La dimensione cruciale della responsabilità e il valore assoluto di educazione e formazione

Questo è il problema! Non che la formazione non serva (serve tutta la vita!); non che studiare non serva …anche questo abbiamo dovuto sentir dire, invece di “comunicare”, con le azioni concrete e le risorse investite, che istruzione e formazione sono da sempre gli unici “ascensori sociali” in grado di contrastare quelle disuguaglianze strutturali preesistenti, p.e. a quelle digitali, che caratterizzano la nostra epoca (oggi finalmente si riparla anche di “povertà educativa”, una realtà drammatica spesso ignorata). In molti casi, si tratta di discorsi e/o frasi pronunciate da chi non intende rendere più dinamica e “aperta”, in termini di opportunità, una società – lo ripeto – senza mobilità sociale verticale e fortemente corporativa. Ancora: non che le lauree umanistiche e/o dell’area politico-sociale non servano…che, peraltro, è un luogo comune smentito anche da ricerche e, nei fatti, dalla complessità dei sistemi sociali e della prassi organizzativa. Un luogo comune tutto delle italiche genti, basterebbe gettare lo sguardo fuori dai nostri confini (anche mentali), anche e soprattutto in quei Paesi che, nella nostra esterofilia talvolta eccessiva, indichiamo sempre come modelli da seguire. Sarà scontato e banale, ma bisogno “gridarlo”: non servono laureati impreparati (lo dico con il massimo rispetto per quei giovani che, in ogni caso, decidono di studiare solo per il “pezzo di carta” da attaccare alla parete…), che hanno percepito e vissuto l’università – e noi tutte/i abbiamo delle responsabilità anche in queste derive – come un semplice “esamificio” e/o “diplomificio”, non un luogo ove crescere, maturare e confrontarsi, soprattutto con chi non la pensa come “noi”; non servono laureati senza una formazione critica, non in grado di analizzare e risolvere alcun tipo di problema o che, magari, non sanno neanche esprimersi correttamente in italiano (basterebbe vedere il livello di alcune tesi di laurea).

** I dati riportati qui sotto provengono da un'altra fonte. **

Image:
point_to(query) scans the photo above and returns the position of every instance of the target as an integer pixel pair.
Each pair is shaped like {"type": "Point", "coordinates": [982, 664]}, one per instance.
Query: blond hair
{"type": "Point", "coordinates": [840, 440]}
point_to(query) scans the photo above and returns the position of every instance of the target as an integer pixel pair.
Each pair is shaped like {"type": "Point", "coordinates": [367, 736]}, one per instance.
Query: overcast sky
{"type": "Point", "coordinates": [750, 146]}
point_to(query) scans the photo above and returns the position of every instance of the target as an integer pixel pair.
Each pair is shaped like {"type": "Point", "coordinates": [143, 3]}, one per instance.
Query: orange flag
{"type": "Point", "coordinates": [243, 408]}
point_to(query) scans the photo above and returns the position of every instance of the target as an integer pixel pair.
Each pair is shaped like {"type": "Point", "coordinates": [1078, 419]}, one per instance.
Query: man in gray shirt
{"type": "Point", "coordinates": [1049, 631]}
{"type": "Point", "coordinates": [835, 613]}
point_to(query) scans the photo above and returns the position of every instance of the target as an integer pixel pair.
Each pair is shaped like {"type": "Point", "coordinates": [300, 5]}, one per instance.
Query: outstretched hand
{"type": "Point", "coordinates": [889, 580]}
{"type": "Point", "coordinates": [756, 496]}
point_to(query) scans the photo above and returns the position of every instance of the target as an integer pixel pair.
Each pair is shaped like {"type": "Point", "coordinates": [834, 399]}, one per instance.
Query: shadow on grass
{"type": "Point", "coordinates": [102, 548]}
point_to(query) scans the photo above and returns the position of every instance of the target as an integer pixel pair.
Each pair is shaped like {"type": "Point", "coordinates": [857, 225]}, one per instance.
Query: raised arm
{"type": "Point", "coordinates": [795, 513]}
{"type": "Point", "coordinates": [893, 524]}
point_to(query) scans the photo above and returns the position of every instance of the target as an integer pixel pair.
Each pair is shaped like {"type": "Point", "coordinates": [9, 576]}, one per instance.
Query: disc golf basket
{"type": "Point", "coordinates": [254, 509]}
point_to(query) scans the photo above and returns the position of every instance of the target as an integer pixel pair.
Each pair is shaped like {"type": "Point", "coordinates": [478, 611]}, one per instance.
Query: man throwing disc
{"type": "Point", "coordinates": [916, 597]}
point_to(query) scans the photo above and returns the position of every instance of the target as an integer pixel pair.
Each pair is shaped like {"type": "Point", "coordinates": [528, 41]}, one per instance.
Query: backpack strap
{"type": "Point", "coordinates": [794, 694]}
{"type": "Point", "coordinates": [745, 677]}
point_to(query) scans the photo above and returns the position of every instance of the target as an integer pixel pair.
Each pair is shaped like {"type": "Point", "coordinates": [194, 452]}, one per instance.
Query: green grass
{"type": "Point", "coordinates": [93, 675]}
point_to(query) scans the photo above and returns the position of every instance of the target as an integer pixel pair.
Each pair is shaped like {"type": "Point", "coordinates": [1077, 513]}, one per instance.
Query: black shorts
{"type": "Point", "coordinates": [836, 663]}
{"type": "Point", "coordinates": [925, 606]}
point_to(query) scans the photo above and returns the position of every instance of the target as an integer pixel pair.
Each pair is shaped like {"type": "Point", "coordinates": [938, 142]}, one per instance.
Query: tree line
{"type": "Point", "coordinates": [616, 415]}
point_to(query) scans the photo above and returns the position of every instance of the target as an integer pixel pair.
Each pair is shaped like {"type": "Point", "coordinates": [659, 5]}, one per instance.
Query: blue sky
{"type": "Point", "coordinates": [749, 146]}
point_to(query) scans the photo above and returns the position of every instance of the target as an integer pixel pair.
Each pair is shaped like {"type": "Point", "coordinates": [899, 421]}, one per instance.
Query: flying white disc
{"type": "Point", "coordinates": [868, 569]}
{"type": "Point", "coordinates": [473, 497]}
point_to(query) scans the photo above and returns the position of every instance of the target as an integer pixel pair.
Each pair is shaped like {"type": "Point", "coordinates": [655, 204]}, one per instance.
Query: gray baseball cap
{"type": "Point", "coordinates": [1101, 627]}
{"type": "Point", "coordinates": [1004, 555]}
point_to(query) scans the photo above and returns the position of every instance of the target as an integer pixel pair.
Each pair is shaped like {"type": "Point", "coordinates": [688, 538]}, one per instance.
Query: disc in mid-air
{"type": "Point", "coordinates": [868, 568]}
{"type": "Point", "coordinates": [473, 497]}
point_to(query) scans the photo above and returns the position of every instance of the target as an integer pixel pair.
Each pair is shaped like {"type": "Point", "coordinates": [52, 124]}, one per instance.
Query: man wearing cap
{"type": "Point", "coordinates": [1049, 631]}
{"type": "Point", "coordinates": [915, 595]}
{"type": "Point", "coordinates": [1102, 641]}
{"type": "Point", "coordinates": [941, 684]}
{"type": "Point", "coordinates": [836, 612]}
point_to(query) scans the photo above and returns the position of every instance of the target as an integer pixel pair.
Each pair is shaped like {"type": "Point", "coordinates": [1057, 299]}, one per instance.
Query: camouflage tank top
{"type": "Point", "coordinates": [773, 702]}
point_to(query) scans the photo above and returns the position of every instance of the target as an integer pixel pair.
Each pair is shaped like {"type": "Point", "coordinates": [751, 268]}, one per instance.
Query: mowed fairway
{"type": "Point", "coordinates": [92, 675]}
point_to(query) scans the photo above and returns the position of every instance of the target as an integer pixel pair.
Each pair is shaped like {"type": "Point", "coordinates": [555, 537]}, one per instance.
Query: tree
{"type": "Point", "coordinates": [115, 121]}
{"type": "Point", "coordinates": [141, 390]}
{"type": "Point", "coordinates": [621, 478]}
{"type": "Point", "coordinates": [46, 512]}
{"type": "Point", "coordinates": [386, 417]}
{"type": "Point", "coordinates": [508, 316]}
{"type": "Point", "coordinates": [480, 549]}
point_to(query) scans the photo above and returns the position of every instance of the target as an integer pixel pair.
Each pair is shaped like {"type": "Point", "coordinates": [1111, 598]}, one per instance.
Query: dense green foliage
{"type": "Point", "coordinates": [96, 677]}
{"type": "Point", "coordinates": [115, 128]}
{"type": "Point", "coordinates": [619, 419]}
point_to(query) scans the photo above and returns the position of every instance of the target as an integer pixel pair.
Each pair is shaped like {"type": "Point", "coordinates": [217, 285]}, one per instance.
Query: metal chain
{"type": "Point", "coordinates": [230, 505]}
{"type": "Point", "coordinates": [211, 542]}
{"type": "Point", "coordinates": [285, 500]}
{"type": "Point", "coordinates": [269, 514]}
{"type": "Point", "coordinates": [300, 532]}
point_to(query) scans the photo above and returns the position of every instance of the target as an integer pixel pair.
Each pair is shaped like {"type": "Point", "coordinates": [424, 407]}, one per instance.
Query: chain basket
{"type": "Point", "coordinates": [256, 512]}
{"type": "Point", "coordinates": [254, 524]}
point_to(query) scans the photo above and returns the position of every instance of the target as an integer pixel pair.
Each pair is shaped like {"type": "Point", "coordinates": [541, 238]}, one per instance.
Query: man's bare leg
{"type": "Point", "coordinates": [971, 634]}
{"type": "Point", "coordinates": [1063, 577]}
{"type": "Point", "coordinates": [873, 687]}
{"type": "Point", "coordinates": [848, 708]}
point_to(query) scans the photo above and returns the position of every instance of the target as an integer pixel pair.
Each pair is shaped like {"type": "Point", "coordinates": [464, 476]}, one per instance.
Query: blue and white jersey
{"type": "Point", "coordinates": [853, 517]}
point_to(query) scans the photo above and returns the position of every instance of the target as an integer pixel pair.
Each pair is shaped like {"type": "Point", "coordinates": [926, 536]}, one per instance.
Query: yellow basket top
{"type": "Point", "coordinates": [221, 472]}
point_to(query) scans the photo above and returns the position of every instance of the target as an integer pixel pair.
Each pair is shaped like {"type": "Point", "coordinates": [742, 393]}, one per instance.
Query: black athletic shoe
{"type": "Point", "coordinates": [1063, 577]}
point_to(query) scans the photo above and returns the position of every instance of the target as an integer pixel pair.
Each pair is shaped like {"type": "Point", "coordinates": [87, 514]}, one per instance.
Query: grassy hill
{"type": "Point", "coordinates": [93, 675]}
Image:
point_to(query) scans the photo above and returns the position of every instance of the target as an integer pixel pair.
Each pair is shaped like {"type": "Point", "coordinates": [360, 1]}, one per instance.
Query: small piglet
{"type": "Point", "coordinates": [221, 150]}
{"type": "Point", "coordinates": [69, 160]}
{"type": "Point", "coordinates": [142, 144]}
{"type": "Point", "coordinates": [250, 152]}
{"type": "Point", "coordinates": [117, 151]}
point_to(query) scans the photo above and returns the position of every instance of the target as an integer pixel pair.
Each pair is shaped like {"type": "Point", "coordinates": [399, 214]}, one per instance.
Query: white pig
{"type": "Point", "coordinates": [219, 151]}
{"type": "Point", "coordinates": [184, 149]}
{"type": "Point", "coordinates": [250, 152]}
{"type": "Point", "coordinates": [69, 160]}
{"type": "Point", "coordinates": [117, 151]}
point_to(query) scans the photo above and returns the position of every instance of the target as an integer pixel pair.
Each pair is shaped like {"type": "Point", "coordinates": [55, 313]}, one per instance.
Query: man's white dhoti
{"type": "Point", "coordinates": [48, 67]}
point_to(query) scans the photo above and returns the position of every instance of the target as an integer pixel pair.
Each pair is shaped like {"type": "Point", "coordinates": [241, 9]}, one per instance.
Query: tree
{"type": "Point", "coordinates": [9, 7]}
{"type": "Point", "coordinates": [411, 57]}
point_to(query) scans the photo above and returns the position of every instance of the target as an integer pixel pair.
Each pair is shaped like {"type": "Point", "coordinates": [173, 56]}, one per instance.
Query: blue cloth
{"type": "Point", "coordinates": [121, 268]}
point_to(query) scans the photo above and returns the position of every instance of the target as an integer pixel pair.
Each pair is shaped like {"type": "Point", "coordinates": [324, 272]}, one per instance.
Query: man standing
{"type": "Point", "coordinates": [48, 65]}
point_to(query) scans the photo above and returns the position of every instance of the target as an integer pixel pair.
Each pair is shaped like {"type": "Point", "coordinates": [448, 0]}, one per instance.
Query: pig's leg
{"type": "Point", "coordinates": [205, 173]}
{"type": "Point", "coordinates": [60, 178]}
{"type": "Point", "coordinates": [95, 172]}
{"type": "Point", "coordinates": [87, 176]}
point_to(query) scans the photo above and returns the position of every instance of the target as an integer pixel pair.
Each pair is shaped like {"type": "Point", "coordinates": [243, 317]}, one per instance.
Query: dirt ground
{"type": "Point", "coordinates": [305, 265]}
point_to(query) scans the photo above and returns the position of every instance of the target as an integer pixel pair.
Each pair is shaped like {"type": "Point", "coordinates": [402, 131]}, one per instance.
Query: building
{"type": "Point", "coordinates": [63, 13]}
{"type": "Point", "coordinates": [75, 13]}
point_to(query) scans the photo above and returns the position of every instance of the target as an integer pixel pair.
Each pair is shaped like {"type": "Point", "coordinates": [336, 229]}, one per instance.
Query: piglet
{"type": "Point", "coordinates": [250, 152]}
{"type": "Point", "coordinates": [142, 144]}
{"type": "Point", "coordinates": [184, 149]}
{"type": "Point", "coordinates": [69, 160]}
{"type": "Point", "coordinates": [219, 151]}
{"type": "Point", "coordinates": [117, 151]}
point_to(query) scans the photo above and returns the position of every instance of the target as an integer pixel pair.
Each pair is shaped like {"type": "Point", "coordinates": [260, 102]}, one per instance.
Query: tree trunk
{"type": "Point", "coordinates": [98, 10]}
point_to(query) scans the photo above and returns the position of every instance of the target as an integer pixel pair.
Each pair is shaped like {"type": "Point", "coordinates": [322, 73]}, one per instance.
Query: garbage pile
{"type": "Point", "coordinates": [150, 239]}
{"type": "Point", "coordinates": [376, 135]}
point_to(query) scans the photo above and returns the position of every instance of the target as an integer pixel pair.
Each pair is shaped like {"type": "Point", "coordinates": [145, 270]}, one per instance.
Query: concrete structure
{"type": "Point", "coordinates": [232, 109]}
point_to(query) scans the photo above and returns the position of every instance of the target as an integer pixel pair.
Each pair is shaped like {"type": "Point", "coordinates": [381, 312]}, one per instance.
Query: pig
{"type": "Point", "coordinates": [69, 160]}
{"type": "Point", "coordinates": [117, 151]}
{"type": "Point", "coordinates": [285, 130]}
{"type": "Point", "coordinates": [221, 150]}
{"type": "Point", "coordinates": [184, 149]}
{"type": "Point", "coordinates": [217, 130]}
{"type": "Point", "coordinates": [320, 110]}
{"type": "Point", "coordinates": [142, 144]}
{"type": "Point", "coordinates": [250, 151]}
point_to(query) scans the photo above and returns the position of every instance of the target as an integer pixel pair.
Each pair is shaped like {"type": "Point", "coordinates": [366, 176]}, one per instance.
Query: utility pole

Senza tanti giri di parole, il problema, come tutti sanno/sappiamo, è che si è deciso di puntare esclusivamente sull’aumentare la quantità dei laureati, dimenticandosi, in molti casi, la qualità (concetto complesso, multidimensionale) e il valore della loro formazione (che, talvolta, non è più certificata neanche dalla votazione finale conseguita) anche e soprattutto, come persone e cittadini (si spera) messi almeno in condizione di formulare giudizi e valutazioni con una relativa autonomia e criticità. Tali dinamiche – mi ripeto – danneggiano pesantemente chi invece ha scelto quegli stessi studi/percorsi di formazione/alta formazione per interesse e con convinzione: si trovano e si troveranno a lottare con tutta una serie di pregiudizi difficili da smontare e decostruire. Ma l’ipercomplessità con cui interagiamo quotidianamente, a livello sociale e lavorativo/professionale, richiede urgentemente figure professionali e competenze finora considerate erroneamente non necessarie, meno importanti.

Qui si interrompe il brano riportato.